For the most part, Autry is correct. Though plans are afoot within the city to change that and make the animal habitats more appealing to the 200,000 visitors who come through the gate each year.
“We've issued a Request for Proposals for a redesign of all of our animal habitats,” said Rob Cole, park manager at Bays Mountain. “Like the rest of the park, we're 46-years-old and have aging facilities. Our animal enclosures are not immune to that.”
Bays Mountain Park & Planetarium opened in 1971 and most of the 3,600 acres of the property remains in a natural, forested condition. The current animal exhibits have a “park” or “miniature zoo” style, initially designed as enclosures for mostly close range viewing while providing a natural setting for their inhabitants.
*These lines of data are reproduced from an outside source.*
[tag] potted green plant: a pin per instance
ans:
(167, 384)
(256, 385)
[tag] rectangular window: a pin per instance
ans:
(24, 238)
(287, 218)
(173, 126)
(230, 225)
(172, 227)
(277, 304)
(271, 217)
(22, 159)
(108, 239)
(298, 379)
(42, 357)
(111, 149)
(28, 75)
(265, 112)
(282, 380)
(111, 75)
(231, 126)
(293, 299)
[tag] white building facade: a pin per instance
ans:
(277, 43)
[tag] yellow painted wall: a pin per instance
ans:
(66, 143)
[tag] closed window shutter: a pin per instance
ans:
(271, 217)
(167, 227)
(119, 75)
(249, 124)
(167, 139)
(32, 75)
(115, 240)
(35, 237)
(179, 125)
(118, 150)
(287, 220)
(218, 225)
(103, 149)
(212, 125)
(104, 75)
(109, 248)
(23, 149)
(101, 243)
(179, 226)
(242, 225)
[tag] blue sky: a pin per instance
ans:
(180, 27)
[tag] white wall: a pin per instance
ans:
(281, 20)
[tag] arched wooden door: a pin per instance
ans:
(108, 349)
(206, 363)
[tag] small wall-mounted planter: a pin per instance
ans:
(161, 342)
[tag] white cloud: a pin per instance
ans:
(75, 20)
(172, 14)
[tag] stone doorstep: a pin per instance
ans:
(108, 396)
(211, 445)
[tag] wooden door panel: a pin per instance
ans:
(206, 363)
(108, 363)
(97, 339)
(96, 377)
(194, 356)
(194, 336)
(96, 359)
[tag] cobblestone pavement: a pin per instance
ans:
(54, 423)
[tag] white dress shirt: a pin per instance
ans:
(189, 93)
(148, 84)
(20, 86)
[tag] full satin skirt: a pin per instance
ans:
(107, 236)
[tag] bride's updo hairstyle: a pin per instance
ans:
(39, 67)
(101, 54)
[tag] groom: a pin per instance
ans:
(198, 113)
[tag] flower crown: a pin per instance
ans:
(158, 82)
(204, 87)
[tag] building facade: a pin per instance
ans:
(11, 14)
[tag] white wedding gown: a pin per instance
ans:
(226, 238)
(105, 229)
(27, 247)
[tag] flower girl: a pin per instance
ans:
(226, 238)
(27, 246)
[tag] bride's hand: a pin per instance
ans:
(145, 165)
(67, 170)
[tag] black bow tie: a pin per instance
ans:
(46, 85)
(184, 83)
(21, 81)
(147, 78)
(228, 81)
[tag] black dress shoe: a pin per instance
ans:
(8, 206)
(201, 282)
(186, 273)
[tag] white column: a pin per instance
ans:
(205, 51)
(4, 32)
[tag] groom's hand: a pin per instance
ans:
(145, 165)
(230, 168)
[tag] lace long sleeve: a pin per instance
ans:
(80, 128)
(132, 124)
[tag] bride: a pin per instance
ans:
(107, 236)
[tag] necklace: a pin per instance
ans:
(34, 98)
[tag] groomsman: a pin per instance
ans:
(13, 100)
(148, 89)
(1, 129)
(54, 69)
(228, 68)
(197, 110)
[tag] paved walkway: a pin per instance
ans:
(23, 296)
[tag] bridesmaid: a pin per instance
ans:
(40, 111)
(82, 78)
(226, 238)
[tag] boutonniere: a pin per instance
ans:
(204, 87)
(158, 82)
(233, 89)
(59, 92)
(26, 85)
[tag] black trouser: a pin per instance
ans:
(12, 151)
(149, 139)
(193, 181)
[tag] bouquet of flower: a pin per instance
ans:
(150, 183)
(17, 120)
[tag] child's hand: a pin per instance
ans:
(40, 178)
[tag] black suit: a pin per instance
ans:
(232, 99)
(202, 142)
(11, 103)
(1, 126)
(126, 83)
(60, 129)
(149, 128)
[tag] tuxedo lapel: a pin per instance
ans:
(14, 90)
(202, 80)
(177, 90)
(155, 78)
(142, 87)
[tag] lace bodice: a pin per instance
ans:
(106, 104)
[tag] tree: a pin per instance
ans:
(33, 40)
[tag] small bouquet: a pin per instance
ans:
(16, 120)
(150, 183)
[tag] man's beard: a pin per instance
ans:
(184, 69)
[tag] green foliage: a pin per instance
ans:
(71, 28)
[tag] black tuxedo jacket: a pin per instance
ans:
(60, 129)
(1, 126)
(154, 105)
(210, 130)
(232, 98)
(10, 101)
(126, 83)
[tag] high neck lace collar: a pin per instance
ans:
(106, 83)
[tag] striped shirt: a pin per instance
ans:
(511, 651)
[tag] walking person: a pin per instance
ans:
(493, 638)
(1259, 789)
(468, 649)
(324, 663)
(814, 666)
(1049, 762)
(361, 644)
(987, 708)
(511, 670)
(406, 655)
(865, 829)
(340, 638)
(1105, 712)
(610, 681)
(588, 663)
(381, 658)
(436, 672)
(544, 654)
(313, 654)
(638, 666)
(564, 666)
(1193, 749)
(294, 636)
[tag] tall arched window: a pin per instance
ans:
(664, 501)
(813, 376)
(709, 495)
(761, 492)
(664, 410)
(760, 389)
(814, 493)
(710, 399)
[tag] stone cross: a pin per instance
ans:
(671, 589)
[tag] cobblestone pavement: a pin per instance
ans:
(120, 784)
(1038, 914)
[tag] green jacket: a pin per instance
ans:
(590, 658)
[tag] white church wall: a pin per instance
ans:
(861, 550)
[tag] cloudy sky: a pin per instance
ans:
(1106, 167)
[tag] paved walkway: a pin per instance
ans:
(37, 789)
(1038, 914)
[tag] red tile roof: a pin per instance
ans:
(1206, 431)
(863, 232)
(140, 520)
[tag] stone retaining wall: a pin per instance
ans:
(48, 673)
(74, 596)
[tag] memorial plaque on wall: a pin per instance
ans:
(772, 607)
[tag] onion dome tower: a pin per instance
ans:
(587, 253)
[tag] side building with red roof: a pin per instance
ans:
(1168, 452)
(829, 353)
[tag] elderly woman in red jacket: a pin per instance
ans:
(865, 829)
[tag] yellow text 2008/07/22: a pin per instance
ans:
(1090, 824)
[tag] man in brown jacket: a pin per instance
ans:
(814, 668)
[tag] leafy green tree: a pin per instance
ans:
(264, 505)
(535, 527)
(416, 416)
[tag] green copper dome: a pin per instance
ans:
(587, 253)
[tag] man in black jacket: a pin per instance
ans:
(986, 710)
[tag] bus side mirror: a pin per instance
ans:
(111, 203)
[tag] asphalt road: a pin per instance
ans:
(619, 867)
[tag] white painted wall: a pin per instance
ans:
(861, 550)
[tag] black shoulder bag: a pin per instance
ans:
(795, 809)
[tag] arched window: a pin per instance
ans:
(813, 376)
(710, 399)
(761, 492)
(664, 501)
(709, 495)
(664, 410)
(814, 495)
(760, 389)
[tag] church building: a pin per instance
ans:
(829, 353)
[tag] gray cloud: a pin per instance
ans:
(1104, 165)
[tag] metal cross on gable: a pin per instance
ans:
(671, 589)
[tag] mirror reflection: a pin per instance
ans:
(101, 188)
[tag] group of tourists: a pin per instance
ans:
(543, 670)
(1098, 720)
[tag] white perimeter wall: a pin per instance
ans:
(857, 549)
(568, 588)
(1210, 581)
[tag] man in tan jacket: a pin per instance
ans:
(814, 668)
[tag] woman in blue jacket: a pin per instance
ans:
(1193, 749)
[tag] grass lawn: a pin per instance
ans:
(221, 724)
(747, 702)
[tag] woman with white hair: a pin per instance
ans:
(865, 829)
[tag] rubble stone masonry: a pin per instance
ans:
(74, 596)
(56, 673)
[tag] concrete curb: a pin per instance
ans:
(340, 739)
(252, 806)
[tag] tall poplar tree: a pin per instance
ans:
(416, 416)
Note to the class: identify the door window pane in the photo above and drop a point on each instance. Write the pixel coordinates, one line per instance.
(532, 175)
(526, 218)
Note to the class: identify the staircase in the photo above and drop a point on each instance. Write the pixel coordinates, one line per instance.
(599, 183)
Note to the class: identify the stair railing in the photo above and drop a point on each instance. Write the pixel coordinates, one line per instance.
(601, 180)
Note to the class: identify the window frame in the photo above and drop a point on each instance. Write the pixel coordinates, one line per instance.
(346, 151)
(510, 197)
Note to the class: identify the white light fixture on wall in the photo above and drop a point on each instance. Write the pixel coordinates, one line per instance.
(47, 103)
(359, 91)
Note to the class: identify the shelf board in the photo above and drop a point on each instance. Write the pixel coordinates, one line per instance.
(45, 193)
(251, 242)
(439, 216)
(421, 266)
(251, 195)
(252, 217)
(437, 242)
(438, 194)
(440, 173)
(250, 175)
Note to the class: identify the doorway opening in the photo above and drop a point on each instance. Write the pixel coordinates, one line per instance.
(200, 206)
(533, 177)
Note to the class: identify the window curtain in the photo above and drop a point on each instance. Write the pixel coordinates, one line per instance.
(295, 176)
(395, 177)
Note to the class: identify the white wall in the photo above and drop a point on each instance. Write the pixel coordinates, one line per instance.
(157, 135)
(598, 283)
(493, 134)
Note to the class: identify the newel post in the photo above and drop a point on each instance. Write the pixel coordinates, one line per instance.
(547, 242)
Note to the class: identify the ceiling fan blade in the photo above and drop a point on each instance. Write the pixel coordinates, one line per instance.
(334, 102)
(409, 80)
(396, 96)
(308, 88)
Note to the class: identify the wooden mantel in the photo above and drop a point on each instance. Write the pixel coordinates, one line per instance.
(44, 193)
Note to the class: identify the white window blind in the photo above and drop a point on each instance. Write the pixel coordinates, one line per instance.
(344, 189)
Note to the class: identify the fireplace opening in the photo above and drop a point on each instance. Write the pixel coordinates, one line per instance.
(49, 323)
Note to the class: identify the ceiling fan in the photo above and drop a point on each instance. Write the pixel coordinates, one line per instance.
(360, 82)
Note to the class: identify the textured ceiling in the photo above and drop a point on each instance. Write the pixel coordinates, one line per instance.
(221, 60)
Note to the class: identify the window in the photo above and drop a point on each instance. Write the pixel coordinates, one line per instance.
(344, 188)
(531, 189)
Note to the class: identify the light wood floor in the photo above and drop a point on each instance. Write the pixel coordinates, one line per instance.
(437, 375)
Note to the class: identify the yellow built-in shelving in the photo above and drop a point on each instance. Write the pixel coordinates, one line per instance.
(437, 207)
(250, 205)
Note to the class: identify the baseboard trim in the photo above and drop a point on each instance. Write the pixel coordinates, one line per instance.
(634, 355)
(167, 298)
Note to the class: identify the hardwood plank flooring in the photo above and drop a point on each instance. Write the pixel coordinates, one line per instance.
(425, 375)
Animals found on the mountain include bobcats, white-tailed deer, grey wolves, raccoon, an otter, a variety of birds in the raptor habitat, marine animals in the nature center and a herpetarium. The idea behind the RFP is for all of the habitats to be replaced, except the herpetarium, Cole said.
“We want our animal habitats to be aesthetically pleasing, have natural features that will obviously give the wildlife a sense of belonging and mimic their natural habitat the best we can,” Cole said. “We also want to enhance the visitor experience the best we can too.”
Kingsport's capital improvement plan – a five-year projects list used for planning and budgeting purposes – has $1.27 million earmarked over the next five years for the animal habitat project. The goal is to maintain the same number of animal habitats the park currently has.
The deadline to submit an RFP is July 6.
“We don’t have the resources or space really to do extra (habitats) at the moment. We want to do this in a responsible way, as much for the animals themselves,” Cole said. “To have a place to go and have a quality of life in a safe environment. And it helps our visitors understand what's in our back yard.”